Christophe stopped at the top of the mountain, reversed his back wheel to pick a higher gear

Christophe said:

I plunged full speed towards the valley. According to Henri Desgrange's calculation, I was then heading the general classification with a lead of 18 minutes. So, I was going full speed. All of a sudden, about ten kilometres from Ste-Marie-de-Campan down in the valley, I feel that something is wrong with my handlebars. I cannot steer my bike any more. I pull on my brakes and I stop. I see my forks are broken. Well, I tell you now that my forks were broken but I wouldn't say it at the time because it was bad publicity for my sponsor.
And there I was left alone on the road. When I say the road, I should say the path. All the riders I had dropped during the climb soon caught me up. I was weeping with anger. I remember I heard my friend Petit-Breton shouting as he saw me, 'Ah, Cri-Cri, poor old lad.' I was getting angry. As I walked down, I was looking for a short cut. I thought maybe one of those pack trails would lead me straight to Ste-Marie-de-Campan. But I was weeping so badly that I couldn't see anything. With my bike on my shoulder, I walked for more than ten kilometres. On arriving in the village at Ste-Marie-de-Campan, I met a young girl who led me to the blacksmith on the other side of the village. His name was Monsieur Lecomte.

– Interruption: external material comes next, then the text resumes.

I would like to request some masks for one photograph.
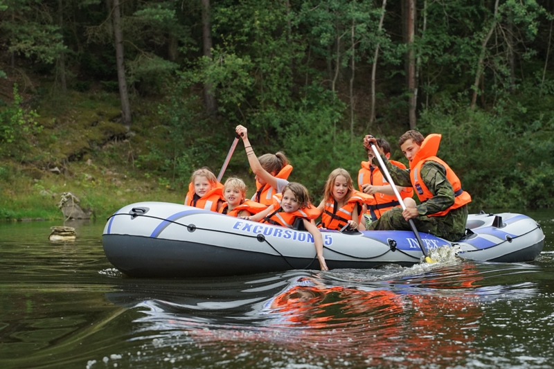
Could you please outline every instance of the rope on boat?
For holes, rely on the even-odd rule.
[[[109,219],[109,218],[111,218],[111,217],[114,217],[114,216],[115,216],[115,215],[129,215],[129,214],[127,214],[127,213],[118,213],[118,214],[114,214],[114,215],[111,215],[109,217],[108,217],[108,219]],[[194,224],[188,224],[188,225],[187,225],[187,224],[183,224],[182,223],[179,223],[179,222],[176,222],[176,221],[175,221],[175,220],[169,220],[169,219],[166,219],[166,218],[160,218],[160,217],[152,217],[152,215],[141,215],[141,214],[135,214],[135,215],[134,215],[134,216],[135,216],[135,217],[146,217],[146,218],[152,218],[152,219],[159,219],[159,220],[163,220],[163,221],[165,221],[165,222],[170,222],[170,223],[174,223],[174,224],[177,224],[177,225],[179,225],[179,226],[184,226],[184,227],[186,227],[186,228],[187,228],[187,229],[189,229],[189,230],[190,230],[190,229],[193,229],[193,230],[199,229],[199,230],[201,230],[201,231],[208,231],[208,232],[217,232],[217,233],[226,233],[226,234],[229,234],[229,235],[238,235],[238,236],[247,237],[249,237],[249,238],[256,238],[256,239],[257,239],[258,241],[260,241],[260,239],[262,239],[262,241],[261,241],[261,242],[265,242],[265,243],[267,243],[268,245],[269,245],[269,247],[271,247],[271,249],[273,249],[275,251],[275,252],[276,252],[277,253],[278,253],[278,254],[279,254],[279,255],[280,255],[281,258],[283,258],[283,259],[285,260],[285,262],[287,264],[289,264],[289,267],[291,267],[291,268],[292,268],[293,269],[307,269],[308,268],[308,267],[310,267],[310,265],[312,265],[312,263],[313,263],[313,262],[314,262],[314,260],[316,260],[316,258],[317,258],[317,253],[316,253],[316,254],[314,255],[314,258],[313,258],[313,259],[312,259],[312,260],[310,260],[310,263],[308,263],[308,264],[307,264],[307,265],[306,265],[306,266],[305,266],[305,267],[303,267],[303,268],[296,268],[296,267],[293,267],[292,265],[291,265],[291,264],[289,262],[289,260],[287,260],[287,257],[286,257],[286,256],[285,256],[284,255],[283,255],[283,254],[282,254],[280,252],[279,252],[279,251],[278,251],[277,249],[276,249],[276,248],[275,248],[275,247],[274,247],[274,246],[273,246],[271,244],[270,244],[270,243],[269,243],[269,242],[267,240],[267,238],[265,238],[265,237],[258,237],[258,235],[255,235],[255,236],[253,236],[253,235],[251,235],[251,235],[243,235],[243,234],[240,234],[240,233],[233,233],[233,232],[229,232],[229,231],[219,231],[219,230],[217,230],[217,229],[209,229],[209,228],[200,228],[200,227],[197,227],[197,226],[195,226],[195,225],[194,225]],[[325,245],[323,245],[323,247],[325,248]],[[332,251],[332,250],[331,250],[331,251]]]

It took two hours to reach the forge. Lecomte offered to weld the broken forks back together but a race official and managers of rival teams would not allow it. A rider, said the rules, was responsible for his own repairs and outside assistance was prohibited. Christophe set about the repair as Lecomte told him what to do. It took three hours and the race judge penalised him 10 minutes - reduced later to three - because Christophe had allowed a seven-year old boy, Corni, to pump the bellows for him. Filling his pockets with bread, Christophe set off over two more mountains and eventually finished the tour in seventh place. The building on the site of the forge has a plaque commemorating the episode.

The forks which cost Christophe the race were taken away by Peugeot. He didn't see them again until a dying man bequeathed them to him more than 30 years later. Some reports say that Christophe broke his forks because he ran into a car on the descent. The historian and author, Bill McGann, says:

I have found no mention of a car in Christophe's own retelling of the story. Broken forks were not unusual. I am sure that the poor state of 1913 metallurgy and bad mountain roads caused the disaster. My own theory, based on little information, is that the car story is probably a piece of Peugeot disinformation. It must have been awful for Peugeot to have their famous rider celebrated for having broken a fork. A car crash makes this all easy to explain. The final nail in the coffin of the story is that Christophe said 'I wouldn't have told you then because it was bad publicity for my firm.' If it had been a car crash, there would have been no bad publicity because no one expects a bike to withstand a car crash.